TOKYO – Japan's economy contracted at a 1.6 percent annual pace in the April-June quarter in the latest setback for the country's "Abenomics" growth strategy.
The gloomy preliminary growth data reported Monday was in line with expectations, and raises the likelihood the central bank may opt for fresh stimulus measures in coming months.
Weather may have played an important role in the weaker growth, as heavy rains in the spring and early summer discouraged consumer spending, Masamichi Adachi of JPMorgan said in a research note.
But the extremely hot weather that followed in July and August will likely have spurred demand.
"The underlying consumption trend may not be as strong as we had predicted, but rising income should translate to an increase in spending, especially in a hot summer," Adachi said.
The contraction in April-June represented a 0.4 percent decrease from the previous quarter, when the economy expanded at a robust 3.9 percent annual pace.
Prime Minister Shinzo Abe has championed a strategy of massive monetary easing that is pumping trillions of yen (hundreds of billions of dollars) into the economy. But stagnant wage growth and corporate investment have so far slowed progress toward a strong, sustained cycle of growth.
The Bank of Japan has persisted in forecasting a rebound later in the year, but if growth remains slack in the current quarter it may opt for additional stimulus, Adachi said.
The data released Monday show that private consumption, the biggest driver of growth, fell 1.7 percent in annual terms despite an 8 percent increase in residential investment. Corporate investment slipped 0.3 percent.
Exports fell 16.5 percent from a year earlier, with net exports minus imports down nearly 10 percent.
The economy got a boost from public investment, which rose almost 11 percent from a year earlier, as spending was "front-loaded" at the beginning of the fiscal year, which starts April 1.
Japanese companies reported an average increase in net profit of 42 percent in the April-June quarter from a year earlier. But corporations have generally opted to spend rising profits on investments overseas, rather than in Japan or on increasing wages.
Wages fell 2.9 percent in June from a year earlier, according to figures released last week. While hourly wages have increased slightly, companies tend to hire part-time or contract workers to fill any gaps.

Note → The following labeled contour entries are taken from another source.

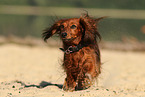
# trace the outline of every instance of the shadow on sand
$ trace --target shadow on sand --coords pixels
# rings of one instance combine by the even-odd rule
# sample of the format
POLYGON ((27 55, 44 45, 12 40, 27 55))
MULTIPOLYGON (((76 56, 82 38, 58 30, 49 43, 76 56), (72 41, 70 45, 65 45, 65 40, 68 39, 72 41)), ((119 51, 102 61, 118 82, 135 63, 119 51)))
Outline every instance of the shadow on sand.
POLYGON ((19 83, 21 84, 22 86, 24 86, 25 88, 29 88, 29 87, 36 87, 36 88, 45 88, 47 86, 56 86, 58 87, 59 89, 62 89, 62 84, 53 84, 53 83, 50 83, 50 82, 46 82, 46 81, 42 81, 39 85, 26 85, 24 82, 22 81, 15 81, 16 83, 19 83))

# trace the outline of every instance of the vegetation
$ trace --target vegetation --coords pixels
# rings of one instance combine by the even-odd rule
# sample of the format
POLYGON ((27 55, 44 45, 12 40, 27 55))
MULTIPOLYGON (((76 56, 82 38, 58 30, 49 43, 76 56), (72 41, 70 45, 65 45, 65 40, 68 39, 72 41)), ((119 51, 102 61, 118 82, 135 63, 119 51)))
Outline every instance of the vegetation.
POLYGON ((144 0, 0 0, 1 5, 145 9, 144 0))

"While the number of jobs is almost back to pre-recession levels, the total number of hours of work for all workers combined has been flat at 5 percent below the pre-recession level ever since 2009," Richard Katz of the Oriental Economist wrote in an analysis last week.
"Any tendency toward rising wages faces the headwinds that virtually all the growth in jobs is for lower-paid women and irregulars," he noted.